# Greyhound to launch in UK



## jamesontheroad (Aug 19, 2009)

First Group, the Scottish transport company that owns the Greyhound brand, today announced plans to launch a low cost intercity bus service in the UK under the Greyhound banner. Follow link to full press release and links to tif images of UK-spec Greyhound coaches (Scania chassis, Irizar PB bodies). Initial routes will be London - Southampton and London - Portsmouth.



> The Greyhound has landedWednesday 19 August 2009
> 
> Source: http://www.firstgroup.com/corporate/latest_news/?id=002371
> 
> ...


----------



## DET63 (Aug 19, 2009)

jamesbrownontheroad said:


> First Group, the Scottish transport company that owns the Greyhound brand, today announced plans to launch a low cost intercity bus service in the UK under the Greyhound banner. Follow link to full press release and links to tif images of UK-spec Greyhound coaches (Scania chassis, Irizar PB bodies).
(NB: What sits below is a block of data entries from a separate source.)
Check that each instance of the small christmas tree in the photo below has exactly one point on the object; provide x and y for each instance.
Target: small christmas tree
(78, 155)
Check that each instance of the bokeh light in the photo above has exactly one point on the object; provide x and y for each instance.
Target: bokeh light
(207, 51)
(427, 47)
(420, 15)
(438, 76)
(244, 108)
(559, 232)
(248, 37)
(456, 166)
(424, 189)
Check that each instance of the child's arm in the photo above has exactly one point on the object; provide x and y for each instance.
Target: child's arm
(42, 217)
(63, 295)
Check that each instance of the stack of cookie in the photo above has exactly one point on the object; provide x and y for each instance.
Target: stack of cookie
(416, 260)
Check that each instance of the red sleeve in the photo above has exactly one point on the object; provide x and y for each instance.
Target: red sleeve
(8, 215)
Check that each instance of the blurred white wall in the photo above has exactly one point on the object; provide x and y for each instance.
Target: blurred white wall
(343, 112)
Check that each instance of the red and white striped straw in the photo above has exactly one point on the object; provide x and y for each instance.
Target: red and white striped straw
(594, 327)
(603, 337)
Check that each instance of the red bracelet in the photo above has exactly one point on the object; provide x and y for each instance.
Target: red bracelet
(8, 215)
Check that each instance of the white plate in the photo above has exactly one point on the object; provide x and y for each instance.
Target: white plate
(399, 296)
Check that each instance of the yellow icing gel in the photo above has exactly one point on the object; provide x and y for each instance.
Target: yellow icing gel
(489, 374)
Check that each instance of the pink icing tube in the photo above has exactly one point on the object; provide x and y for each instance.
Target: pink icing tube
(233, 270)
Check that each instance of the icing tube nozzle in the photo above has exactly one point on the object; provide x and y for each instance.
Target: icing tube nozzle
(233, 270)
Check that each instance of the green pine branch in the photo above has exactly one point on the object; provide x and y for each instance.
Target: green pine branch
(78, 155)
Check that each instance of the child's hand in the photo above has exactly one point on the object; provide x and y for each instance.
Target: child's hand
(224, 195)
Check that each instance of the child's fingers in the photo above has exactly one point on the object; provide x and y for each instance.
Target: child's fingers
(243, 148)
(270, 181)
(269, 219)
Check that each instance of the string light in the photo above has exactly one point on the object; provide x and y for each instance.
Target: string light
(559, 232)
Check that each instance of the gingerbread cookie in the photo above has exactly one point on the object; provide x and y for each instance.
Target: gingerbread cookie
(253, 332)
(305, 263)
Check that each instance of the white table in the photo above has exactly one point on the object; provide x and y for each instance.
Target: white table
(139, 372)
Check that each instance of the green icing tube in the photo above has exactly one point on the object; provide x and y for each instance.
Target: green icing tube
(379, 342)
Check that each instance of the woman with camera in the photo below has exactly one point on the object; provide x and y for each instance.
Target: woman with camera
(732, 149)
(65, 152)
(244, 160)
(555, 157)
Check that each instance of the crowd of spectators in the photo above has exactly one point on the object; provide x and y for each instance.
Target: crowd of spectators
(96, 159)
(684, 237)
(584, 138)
Initial routes will be London - Southampton and London - Portsmouth.
> 
> 
> > The Greyhound has landedWednesday 19 August 2009
> ...


So Brits will now be able to sing "Thank God and Greyhound You're Gone"?

"Follow link to full press release and links to tif images of UK-spec Greyhound coaches (Scania chassis, Irizar PB bodies)": I dunno. If it's not an MCI or the like, it's not a Greyhound.


----------